The opportunity for the hyperscalers and cloud providers has been to provide a more granular level of services for users to consume. There is also potential for IPUs and DPUs to help enterprise users as well, which is one of the goals that Mestery said he hopes the OPI will achieve in the coming months and years.

Intel has been building out infrastructure processing units (IPUs) in recent years as a form of silicon hardware technology that makes use of field programmable gate arrays (FPGA) and application-specific integrated circuits (ASIC) IPU technology from Intel.

Nvidia has also been active in the space building out its BlueField DPUs that are focused on accelerating analytics and AI workloads.
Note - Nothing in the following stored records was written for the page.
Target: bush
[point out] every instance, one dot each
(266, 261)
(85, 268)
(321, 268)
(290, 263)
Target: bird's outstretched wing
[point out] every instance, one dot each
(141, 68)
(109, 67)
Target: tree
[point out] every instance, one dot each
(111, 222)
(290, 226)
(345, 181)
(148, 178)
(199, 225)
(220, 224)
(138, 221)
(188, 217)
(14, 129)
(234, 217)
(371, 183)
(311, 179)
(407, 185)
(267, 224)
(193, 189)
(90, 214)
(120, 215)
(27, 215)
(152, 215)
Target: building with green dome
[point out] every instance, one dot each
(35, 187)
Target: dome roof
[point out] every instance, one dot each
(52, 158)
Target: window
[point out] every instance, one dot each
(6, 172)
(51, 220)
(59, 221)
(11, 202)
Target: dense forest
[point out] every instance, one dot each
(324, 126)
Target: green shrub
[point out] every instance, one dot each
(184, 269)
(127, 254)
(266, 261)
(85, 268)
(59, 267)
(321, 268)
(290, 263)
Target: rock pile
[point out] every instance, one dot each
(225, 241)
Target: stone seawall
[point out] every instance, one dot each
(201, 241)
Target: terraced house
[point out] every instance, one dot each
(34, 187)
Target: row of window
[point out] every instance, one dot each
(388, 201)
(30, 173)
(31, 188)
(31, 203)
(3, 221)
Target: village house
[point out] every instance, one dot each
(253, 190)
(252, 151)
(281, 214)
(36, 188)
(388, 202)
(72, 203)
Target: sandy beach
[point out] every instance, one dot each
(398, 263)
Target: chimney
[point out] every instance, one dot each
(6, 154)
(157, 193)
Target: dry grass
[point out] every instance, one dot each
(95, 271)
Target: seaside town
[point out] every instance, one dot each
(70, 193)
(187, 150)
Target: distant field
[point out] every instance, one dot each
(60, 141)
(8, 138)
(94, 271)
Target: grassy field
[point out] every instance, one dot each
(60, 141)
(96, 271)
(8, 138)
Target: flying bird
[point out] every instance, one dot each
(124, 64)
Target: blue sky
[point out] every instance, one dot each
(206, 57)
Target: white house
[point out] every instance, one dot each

Marvell is also active in the market with its Octeon DPU technology, which can be used to help to support 5G data workloads.

How to manage DPUs and IPUs at scale

Both the IPDK and the Diamond Bluff projects involve looking at different aspects of how an organization can provision IPUs and DPUs in a data center deployment.

The OPI project is also talking about the application programming interface (API) layer for IPU and DPU management to help organizations have a unified approach to visibility and control. Mestery emphasized, though, that the OPI isn’t looking to reinvent technologies and will be collaborating with other Linux Foundation initiatives including the LF Networking project and the Cloud Native Computing Foundation (CNCF).

Mestery cited the OpenTelemetry project as an example from the CNCF. Its goal is to collect observability data on running operations. He noted that if an OPI open-source project needs  telemetry data, it makes sense to leverage OpenTelemetry rather than create something new.

As the OPI ramps up, Mestery said he is hopeful that the open-source effort will be able to demonstrate the benefits of what DPU and IPU technology can provide. As a goal, he wants the project to make it easier for organizations to take DPU and IPU technologies and deploy them inside of their own private data centers and use them for a number of purposes, whether it’s for edge computing, private cloud or whatever they want to do with it.

“I hope that we can provide a framework that makes these technologies easier for organizations to use,” Mestery said.